- The emblem (mon) of the Ukita clan
- Home province: Bizen Province
- Final ruler: Ukita Hideie
- Ruled until: 1600

= Ukita clan =

Japanese samurai clan

The Ukita clan (宇喜多氏, Ukita-shi) was a Japanese samurai clan of daimyo. The Ukita clan ruled Bizen Province and Bingo Province during the late Sengoku period.

==History==
The Ukita were a local samurai clan in Bizen that became powerful daimyo when Ukita Naoie was head of the clan.

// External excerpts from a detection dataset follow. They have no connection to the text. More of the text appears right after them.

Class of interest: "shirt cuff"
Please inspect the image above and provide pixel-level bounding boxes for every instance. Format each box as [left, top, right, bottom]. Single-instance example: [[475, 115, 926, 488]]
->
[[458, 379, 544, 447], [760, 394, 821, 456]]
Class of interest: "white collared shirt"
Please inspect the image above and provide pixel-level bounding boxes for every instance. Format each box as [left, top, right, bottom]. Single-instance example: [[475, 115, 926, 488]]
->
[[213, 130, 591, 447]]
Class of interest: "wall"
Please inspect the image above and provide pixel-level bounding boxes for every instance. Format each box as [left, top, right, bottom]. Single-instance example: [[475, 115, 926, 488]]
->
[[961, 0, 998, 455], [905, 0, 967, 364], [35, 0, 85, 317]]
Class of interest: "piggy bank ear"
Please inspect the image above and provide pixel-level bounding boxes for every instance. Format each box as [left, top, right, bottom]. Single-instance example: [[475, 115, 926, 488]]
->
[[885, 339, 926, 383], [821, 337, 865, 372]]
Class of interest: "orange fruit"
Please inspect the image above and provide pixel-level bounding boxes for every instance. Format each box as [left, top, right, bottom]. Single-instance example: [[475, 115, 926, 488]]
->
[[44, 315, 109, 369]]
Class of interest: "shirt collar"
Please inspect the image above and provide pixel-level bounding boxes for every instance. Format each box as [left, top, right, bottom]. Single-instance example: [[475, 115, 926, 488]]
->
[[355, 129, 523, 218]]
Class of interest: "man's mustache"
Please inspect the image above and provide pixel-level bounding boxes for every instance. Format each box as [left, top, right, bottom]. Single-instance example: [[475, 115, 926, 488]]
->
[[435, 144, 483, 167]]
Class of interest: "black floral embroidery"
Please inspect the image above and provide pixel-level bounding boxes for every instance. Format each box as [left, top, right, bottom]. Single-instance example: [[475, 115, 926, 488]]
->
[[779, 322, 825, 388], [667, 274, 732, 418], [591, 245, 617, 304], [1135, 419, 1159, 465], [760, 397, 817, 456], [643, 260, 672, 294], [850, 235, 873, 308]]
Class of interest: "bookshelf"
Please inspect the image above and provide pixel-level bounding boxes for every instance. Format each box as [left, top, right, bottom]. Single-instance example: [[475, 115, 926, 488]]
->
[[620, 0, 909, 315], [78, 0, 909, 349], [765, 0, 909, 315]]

Ukita Hideie became one of Toyotomi Hideyoshi's five great senior retainers called Gotairō (Council of Five Elders), which took stewardship over Hideyoshi's infant son Hideyori upon Hideyoshi's death in 1598. After friction between Hideyoshi's retainers Ishida Mitsunari and Tokugawa Ieyasu led to the Battle of Sekigahara, Hideie sided with Mitsunari as part of the Western Army. After the Western Army's defeat, the Tokugawa clan abolished the Ukita clan and Hideie was sentenced to exile on Hachijō-jima.

==Clan heads==
1. Ukita Muneie
2. Ukita Hisaie
3. Ukita Yoshiie
4. Ukita Okiie
5. Ukita Naoie
6. Ukita Hideie

==Notable retainers==
- Ukita Haruie
- Ukita Tadaie: Naoie's younger brother.
- Togawa Hideyasu : He was a senior retainer of Naoie. His mother was a wet nurse of Naoie's younger brother Ukita Tadaie.
- Togawa Michiyasu : Togawa Hideyasu's son. He founded Niwase Domain after the Battle of Sekigahara
- Osafune Sadachika
- Oka Ietoshi
- Hanabusa Masayuki : He was a senior retainer.
- Hanbusa Masanari : Hanabusa Masayuki's son.
- Akashi Yukikatsu
- Akashi Takenori : His wife was Ukita Hideie's sister.